AutoEDA สำหรับข้อมูลภาษาไทย — Exploratory data analysis that speaks Thai

These details have not been verified by PyPI

Project links

Project description

ThaiEDA

One-line Exploratory Data Analysis and Smart Data Cleaning for Thai and Mixed-Language Datasets.

ThaiEDA answers one simple question: "Can I trust this dataset, and what should I explore first?"

While generic profiling tools count missing values and draw standard charts, they often fail when processing Thai text and mixed-language data. ThaiEDA treats Thai-specific data complexities—such as Buddhist Era (BE) dates, Thai numerals, invisible zero-width spaces, encoding errors (mojibake), local phone formats, and Thai fonts in charts—as normal data problems, eliminating the need for tedious manual preprocessing.

🚀 Key Features

Smart Column & Type Detection: Identifies Thai/English text, numbers masquerading as text, Buddhist Era years, Thai phone numbers, Thai national IDs, and mixed-language columns.
One-Line AutoEDA (run): A complete pipeline that auto-detects, cleans, checks quality, finds anomalies, performs time-series/target analysis, runs a cross-column insight engine, generates charts, builds offline executive narratives, and generates HTML reports.
Thai-Aware Cleaning Pipeline (clean): Easily cleans and normalizes Unicode formats, fixes zero-width/invisible spaces, normalizes currency/numbers, converts Buddhist Era to Common Era (CE), corrects keyboard layout mistakes (e.g., l;ylfu ➔ สวัสดี), protects product IDs/codes using heuristic likeness scores, and performs machine-learning (ML) missing value imputation.
Cross-Column Insight Engine: Automatically discovers complex relationships, outlier influences, trend evidence, Simpson's paradox, and target leakage with statistical scoring.
Multi-File Schema Discovery: Scans folders of files (profile_dataset) to discover primary/foreign key candidates and orphans, then renders schema relationships as interactive reports and Mermaid diagrams.
Privacy-Preserving LLM Integration: Generates secure LLM summaries with 5 privacy modes (insight_only, synthetic, anonymized, dp_noise, and full) to safely analyze data without risking raw PII exposure.

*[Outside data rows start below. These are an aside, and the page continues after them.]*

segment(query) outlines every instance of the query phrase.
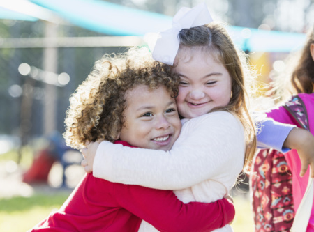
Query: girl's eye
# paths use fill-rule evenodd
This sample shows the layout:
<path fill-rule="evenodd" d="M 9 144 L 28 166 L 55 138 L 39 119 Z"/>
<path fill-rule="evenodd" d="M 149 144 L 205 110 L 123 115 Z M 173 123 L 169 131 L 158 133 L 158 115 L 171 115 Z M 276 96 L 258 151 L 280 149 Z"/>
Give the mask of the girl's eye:
<path fill-rule="evenodd" d="M 153 114 L 148 112 L 148 113 L 144 114 L 142 116 L 142 117 L 151 117 L 152 116 L 153 116 Z"/>
<path fill-rule="evenodd" d="M 208 82 L 206 83 L 206 84 L 215 84 L 216 82 L 217 82 L 217 81 Z"/>

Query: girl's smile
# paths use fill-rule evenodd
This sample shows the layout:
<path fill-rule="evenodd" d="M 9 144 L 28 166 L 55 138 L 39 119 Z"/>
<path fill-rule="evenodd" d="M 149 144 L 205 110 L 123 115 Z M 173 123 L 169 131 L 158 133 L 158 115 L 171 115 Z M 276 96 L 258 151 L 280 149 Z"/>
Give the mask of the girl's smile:
<path fill-rule="evenodd" d="M 225 66 L 208 51 L 195 47 L 183 52 L 189 56 L 179 57 L 174 68 L 180 77 L 176 98 L 179 114 L 193 118 L 227 105 L 231 97 L 231 77 Z"/>

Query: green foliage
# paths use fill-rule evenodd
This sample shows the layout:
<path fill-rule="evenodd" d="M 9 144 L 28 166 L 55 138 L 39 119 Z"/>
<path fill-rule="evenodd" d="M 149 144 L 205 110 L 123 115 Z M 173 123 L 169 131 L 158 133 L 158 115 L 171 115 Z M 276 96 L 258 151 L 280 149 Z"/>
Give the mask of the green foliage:
<path fill-rule="evenodd" d="M 0 199 L 0 231 L 27 231 L 59 209 L 68 195 L 61 192 Z"/>

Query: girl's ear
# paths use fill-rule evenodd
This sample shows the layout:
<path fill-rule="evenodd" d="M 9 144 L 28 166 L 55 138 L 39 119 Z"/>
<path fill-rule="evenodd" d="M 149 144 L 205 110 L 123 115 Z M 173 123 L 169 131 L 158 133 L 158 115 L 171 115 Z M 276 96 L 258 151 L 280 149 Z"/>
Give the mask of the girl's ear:
<path fill-rule="evenodd" d="M 119 132 L 118 134 L 117 134 L 117 136 L 114 138 L 114 140 L 118 140 L 119 139 L 120 139 L 120 134 L 121 134 L 121 132 Z"/>
<path fill-rule="evenodd" d="M 312 56 L 312 59 L 314 61 L 314 43 L 311 43 L 310 46 L 311 55 Z"/>

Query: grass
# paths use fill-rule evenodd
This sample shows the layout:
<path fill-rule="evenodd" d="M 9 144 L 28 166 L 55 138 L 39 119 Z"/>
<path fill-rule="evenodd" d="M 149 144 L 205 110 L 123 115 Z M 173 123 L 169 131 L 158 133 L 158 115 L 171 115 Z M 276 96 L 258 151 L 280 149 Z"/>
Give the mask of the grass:
<path fill-rule="evenodd" d="M 0 199 L 0 231 L 27 231 L 48 215 L 57 210 L 69 195 L 69 192 L 36 194 L 31 197 Z M 247 198 L 234 198 L 236 217 L 232 223 L 234 232 L 253 231 L 253 219 Z"/>
<path fill-rule="evenodd" d="M 27 231 L 60 208 L 68 192 L 0 199 L 0 231 Z"/>
<path fill-rule="evenodd" d="M 0 155 L 0 162 L 6 160 L 17 160 L 16 151 Z M 29 148 L 23 150 L 20 165 L 25 168 L 33 160 L 33 150 Z M 36 191 L 29 197 L 14 196 L 10 199 L 0 198 L 0 231 L 27 231 L 49 214 L 59 209 L 68 198 L 70 190 L 54 189 L 52 192 Z M 247 195 L 237 194 L 234 198 L 236 216 L 232 224 L 234 232 L 253 231 L 253 222 L 251 204 Z"/>

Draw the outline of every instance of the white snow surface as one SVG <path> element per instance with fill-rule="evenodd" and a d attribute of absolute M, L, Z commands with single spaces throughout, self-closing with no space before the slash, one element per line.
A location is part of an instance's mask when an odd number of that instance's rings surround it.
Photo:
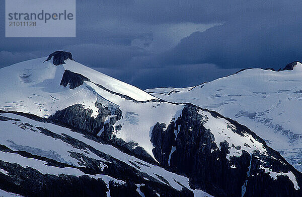
<path fill-rule="evenodd" d="M 88 78 L 117 93 L 137 101 L 157 98 L 139 89 L 99 73 L 75 61 L 55 65 L 47 57 L 32 59 L 0 69 L 0 109 L 30 113 L 47 117 L 57 110 L 80 103 L 98 114 L 97 97 L 85 84 L 73 90 L 60 86 L 64 70 Z"/>
<path fill-rule="evenodd" d="M 19 119 L 20 121 L 8 120 L 0 121 L 0 133 L 2 138 L 0 144 L 5 145 L 13 150 L 23 150 L 30 152 L 33 155 L 39 155 L 56 160 L 61 162 L 68 163 L 71 166 L 78 166 L 76 159 L 73 158 L 67 151 L 82 153 L 88 157 L 90 157 L 102 162 L 106 162 L 104 159 L 94 154 L 89 150 L 81 150 L 72 147 L 59 139 L 55 139 L 51 137 L 46 136 L 39 132 L 37 127 L 45 128 L 59 135 L 65 134 L 76 139 L 90 145 L 96 149 L 111 155 L 114 158 L 125 162 L 127 164 L 136 168 L 132 163 L 135 163 L 140 169 L 137 169 L 141 172 L 146 173 L 149 176 L 158 180 L 163 184 L 163 182 L 157 175 L 163 177 L 169 182 L 169 184 L 176 189 L 181 190 L 183 186 L 193 191 L 195 196 L 210 196 L 201 190 L 191 189 L 189 185 L 189 178 L 169 172 L 158 166 L 155 166 L 138 159 L 133 156 L 129 156 L 121 152 L 114 147 L 100 144 L 96 141 L 88 139 L 78 133 L 71 131 L 69 129 L 51 123 L 40 122 L 27 117 L 12 113 L 2 113 L 1 115 L 12 119 Z M 25 123 L 30 124 L 33 127 L 25 125 Z M 85 153 L 88 151 L 89 154 Z M 58 175 L 61 174 L 82 176 L 85 174 L 78 169 L 73 167 L 59 168 L 45 165 L 47 162 L 38 159 L 26 158 L 20 155 L 9 152 L 0 151 L 0 160 L 9 163 L 17 163 L 23 167 L 32 167 L 40 171 L 42 174 L 50 174 Z M 131 163 L 132 162 L 132 163 Z M 143 165 L 141 165 L 142 164 Z M 107 167 L 106 166 L 103 167 Z M 9 172 L 2 171 L 9 175 Z M 92 178 L 102 179 L 108 186 L 110 180 L 114 180 L 119 184 L 123 184 L 124 182 L 117 180 L 114 177 L 105 174 L 89 175 Z M 174 180 L 174 179 L 176 180 Z M 110 191 L 107 192 L 110 196 Z"/>
<path fill-rule="evenodd" d="M 301 63 L 292 71 L 248 69 L 168 95 L 172 90 L 146 90 L 166 101 L 191 103 L 238 121 L 302 171 Z"/>

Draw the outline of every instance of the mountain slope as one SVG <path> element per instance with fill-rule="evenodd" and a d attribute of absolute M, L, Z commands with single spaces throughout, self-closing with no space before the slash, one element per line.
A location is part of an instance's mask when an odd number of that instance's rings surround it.
<path fill-rule="evenodd" d="M 236 121 L 158 99 L 70 53 L 44 59 L 0 69 L 0 189 L 26 196 L 94 196 L 98 185 L 108 196 L 302 195 L 302 174 Z"/>
<path fill-rule="evenodd" d="M 292 70 L 248 69 L 194 87 L 146 91 L 167 101 L 214 110 L 238 121 L 301 171 L 302 64 L 293 64 Z"/>

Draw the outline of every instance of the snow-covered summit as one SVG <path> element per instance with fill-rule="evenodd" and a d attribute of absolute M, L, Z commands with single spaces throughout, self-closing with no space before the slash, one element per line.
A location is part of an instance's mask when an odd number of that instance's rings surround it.
<path fill-rule="evenodd" d="M 293 62 L 282 70 L 247 69 L 177 91 L 146 91 L 166 101 L 193 103 L 237 120 L 301 171 L 302 64 Z"/>
<path fill-rule="evenodd" d="M 47 59 L 55 58 L 54 62 L 58 64 L 58 54 L 52 54 Z M 89 85 L 85 84 L 73 90 L 60 85 L 65 70 L 81 74 L 113 92 L 136 101 L 157 99 L 135 87 L 71 60 L 71 58 L 67 57 L 64 58 L 65 63 L 57 65 L 53 61 L 44 62 L 47 57 L 42 57 L 1 69 L 0 109 L 45 117 L 76 103 L 97 110 L 94 105 L 97 97 L 89 91 Z"/>

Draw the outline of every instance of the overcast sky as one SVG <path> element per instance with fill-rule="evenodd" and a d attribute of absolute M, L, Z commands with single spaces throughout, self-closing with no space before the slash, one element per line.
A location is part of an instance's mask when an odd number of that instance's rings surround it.
<path fill-rule="evenodd" d="M 66 50 L 144 89 L 302 60 L 300 0 L 77 1 L 76 38 L 5 38 L 5 2 L 0 68 Z"/>

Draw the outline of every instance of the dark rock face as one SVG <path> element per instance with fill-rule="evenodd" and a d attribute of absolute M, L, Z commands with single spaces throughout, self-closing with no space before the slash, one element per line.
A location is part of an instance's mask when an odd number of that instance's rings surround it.
<path fill-rule="evenodd" d="M 0 151 L 18 154 L 25 158 L 34 158 L 43 161 L 49 166 L 73 168 L 88 175 L 104 174 L 124 180 L 124 184 L 117 183 L 113 181 L 109 182 L 109 188 L 112 196 L 139 196 L 136 191 L 136 184 L 148 185 L 147 189 L 142 188 L 141 190 L 145 193 L 146 196 L 156 196 L 149 195 L 151 193 L 150 191 L 164 194 L 162 196 L 193 196 L 193 192 L 187 189 L 178 191 L 168 185 L 163 184 L 153 177 L 139 171 L 135 167 L 71 136 L 57 134 L 45 128 L 37 127 L 37 129 L 39 131 L 32 132 L 40 132 L 41 135 L 61 140 L 77 149 L 89 150 L 102 160 L 97 160 L 87 157 L 83 154 L 70 151 L 70 156 L 78 160 L 79 164 L 83 164 L 80 165 L 82 167 L 78 167 L 47 157 L 34 155 L 24 151 L 13 151 L 2 145 L 0 145 Z M 107 161 L 105 162 L 106 166 L 101 169 L 100 162 L 104 162 L 104 160 Z M 139 165 L 142 164 L 137 163 Z M 102 179 L 93 178 L 88 175 L 77 177 L 66 174 L 58 176 L 44 174 L 32 168 L 25 168 L 17 163 L 10 163 L 2 160 L 0 160 L 0 168 L 9 173 L 9 175 L 7 175 L 0 173 L 0 188 L 8 192 L 25 196 L 107 196 L 106 192 L 109 191 L 108 187 Z M 146 180 L 144 177 L 146 177 L 148 180 Z"/>
<path fill-rule="evenodd" d="M 81 74 L 73 73 L 69 70 L 65 70 L 61 80 L 60 86 L 67 86 L 69 84 L 69 88 L 74 88 L 83 85 L 84 82 L 90 82 L 90 80 Z"/>
<path fill-rule="evenodd" d="M 158 122 L 153 127 L 150 140 L 155 148 L 152 150 L 155 158 L 164 165 L 168 165 L 170 153 L 173 146 L 175 146 L 175 129 L 174 122 L 172 122 L 165 130 L 165 123 Z"/>
<path fill-rule="evenodd" d="M 163 129 L 165 127 L 163 124 L 158 123 L 154 126 L 151 138 L 155 147 L 153 151 L 156 159 L 161 164 L 169 166 L 167 158 L 169 159 L 171 147 L 175 146 L 169 167 L 185 173 L 189 177 L 191 186 L 203 189 L 214 196 L 241 196 L 244 184 L 246 184 L 245 196 L 301 196 L 302 191 L 295 189 L 287 176 L 279 176 L 277 179 L 274 179 L 260 169 L 268 168 L 276 172 L 292 172 L 298 184 L 302 184 L 301 173 L 278 152 L 267 147 L 262 139 L 246 127 L 227 118 L 224 118 L 236 127 L 234 133 L 243 136 L 247 132 L 252 135 L 255 140 L 263 144 L 268 156 L 260 154 L 259 151 L 251 155 L 241 150 L 242 147 L 235 147 L 226 141 L 216 144 L 211 130 L 203 126 L 203 121 L 206 121 L 207 117 L 198 113 L 197 109 L 195 106 L 187 104 L 181 116 L 165 130 Z M 213 117 L 224 118 L 216 112 L 210 113 Z M 179 125 L 180 128 L 174 141 L 175 136 L 172 130 Z M 240 157 L 231 156 L 228 160 L 226 156 L 231 146 L 241 151 L 242 154 Z"/>
<path fill-rule="evenodd" d="M 47 59 L 45 60 L 44 62 L 50 60 L 51 59 L 52 57 L 53 57 L 52 62 L 55 65 L 63 64 L 65 63 L 64 61 L 68 59 L 70 60 L 73 60 L 72 59 L 71 53 L 59 50 L 50 54 L 48 56 L 48 58 L 47 58 Z"/>
<path fill-rule="evenodd" d="M 297 61 L 293 61 L 287 64 L 281 71 L 292 71 L 294 67 L 297 64 Z"/>
<path fill-rule="evenodd" d="M 106 118 L 110 114 L 110 112 L 100 103 L 96 102 L 95 105 L 99 108 L 99 114 L 96 118 L 91 117 L 92 110 L 85 109 L 82 104 L 77 104 L 57 111 L 49 119 L 63 122 L 96 136 L 104 126 Z"/>

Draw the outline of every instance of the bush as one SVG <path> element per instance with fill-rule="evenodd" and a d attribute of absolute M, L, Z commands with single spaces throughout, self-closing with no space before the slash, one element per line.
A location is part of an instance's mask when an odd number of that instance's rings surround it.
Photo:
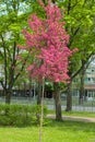
<path fill-rule="evenodd" d="M 44 107 L 44 116 L 47 108 Z M 40 119 L 39 105 L 0 105 L 1 126 L 27 126 L 38 123 Z"/>

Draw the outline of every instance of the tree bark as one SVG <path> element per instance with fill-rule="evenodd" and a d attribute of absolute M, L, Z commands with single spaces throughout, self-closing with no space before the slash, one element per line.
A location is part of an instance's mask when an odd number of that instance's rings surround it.
<path fill-rule="evenodd" d="M 61 114 L 61 99 L 60 99 L 60 91 L 58 83 L 54 83 L 54 98 L 55 98 L 55 105 L 56 105 L 56 120 L 61 120 L 62 119 L 62 114 Z"/>
<path fill-rule="evenodd" d="M 5 90 L 5 104 L 11 104 L 12 90 Z"/>
<path fill-rule="evenodd" d="M 41 104 L 41 83 L 38 82 L 38 88 L 37 88 L 37 105 Z"/>
<path fill-rule="evenodd" d="M 72 110 L 72 81 L 68 84 L 66 111 Z"/>
<path fill-rule="evenodd" d="M 81 75 L 80 75 L 80 97 L 79 97 L 79 104 L 83 104 L 83 97 L 84 97 L 84 74 L 85 74 L 85 70 L 82 69 L 81 70 Z"/>

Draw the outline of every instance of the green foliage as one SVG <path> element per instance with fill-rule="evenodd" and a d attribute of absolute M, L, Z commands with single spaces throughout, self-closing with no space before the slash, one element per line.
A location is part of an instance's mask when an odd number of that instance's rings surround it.
<path fill-rule="evenodd" d="M 0 125 L 1 126 L 27 126 L 37 123 L 37 114 L 40 116 L 40 106 L 26 105 L 0 105 Z M 47 108 L 44 107 L 44 116 Z"/>

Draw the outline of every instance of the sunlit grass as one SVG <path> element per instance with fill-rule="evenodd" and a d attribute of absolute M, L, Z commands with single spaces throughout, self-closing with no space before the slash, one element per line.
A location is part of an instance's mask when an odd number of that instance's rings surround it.
<path fill-rule="evenodd" d="M 55 110 L 48 110 L 48 114 L 55 115 Z M 95 118 L 95 113 L 90 113 L 90 111 L 62 111 L 62 116 L 76 116 L 76 117 Z"/>
<path fill-rule="evenodd" d="M 38 126 L 0 128 L 0 142 L 38 142 Z M 95 123 L 48 119 L 43 128 L 43 142 L 94 142 Z"/>

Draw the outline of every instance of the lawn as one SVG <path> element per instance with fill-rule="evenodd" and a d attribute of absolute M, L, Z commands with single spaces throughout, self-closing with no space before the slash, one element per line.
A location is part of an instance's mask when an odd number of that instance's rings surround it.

📦 Requirements & Installation

ThaiEDA requires Python 3.10+.

Install the lightweight core package (contains pandas, numpy, matplotlib, and Jinja2):

pip install thaieda

For advanced features, install extras for Thai NLP (tokenizers), visual enhancements, and Excel/Parquet I/O:

pip install "thaieda[thai,viz,excel,parquet]"

Or install all optional backends and dependencies at once:

pip install "thaieda[all]"

⚡ Quickstart

Here is a fully reproducible example. Copy and run this script to see ThaiEDA in action:

import pandas as pd
import thaieda

# 1. Create a messy DataFrame simulating real Thai data issues
data = {
    "name": ["สมชาย\u200bรักไทย", "สมหญิง   ใจดี", "นายดำ ๐๑"],  # Has zero-width space and multiple spaces
    "birth_year": [2530, 2532, 2528],                          # Buddhist Era (BE) years
    "sales": ["฿1,200", "฿3,500", "฿10,000"],                  # Currency formatting as text
    "phone": ["081-234-5678", "+66898765432", "๐๒-๓๔๕-๖๗๘๙"]     # Phone formats
}
df = pd.DataFrame(data)

# 2. Run the full EDA pipeline with cleaning enabled
# By default, lang="th" produces Thai reports. Set lang="en" for English.
result = thaieda.run(df, clean=True, lang="en")

# 3. Save the interactive report
result.to_html("quickstart-report.html")

# 4. Extract the clean DataFrame
cleaned_df = result.cleaned_df
print(cleaned_df)

💡 Core Recipes

1. One-Line EDA & Result Inspection

The run() function (also aliased as EDA()) performs the analysis and returns an EDAResult object:

result = thaieda.run(df, lang="en")

# Access details in Python
print(result.overview)          # Dataset metadata
print(result.quality_issues)    # Quality flags (e.g., constant columns, BE years)
print(result.anomalies)         # Outliers and text anomalies
print(result.insights)          # Discovered statistical insights
print(result.narrative)         # Offline, rule-based executive summary
print(result.llm_response)      # Optional LLM analysis response (if llm=True)

# Export options
result.to_html("report.html")   # Save HTML report
result.to_json("report.json")   # Export structured report metadata
result.to_dict()                # Convert result to Python dict

2. Standalone Cleaning Pipeline

Use clean() to sanitize a DataFrame on a copy, returning both the clean DataFrame and a structured cleaning report.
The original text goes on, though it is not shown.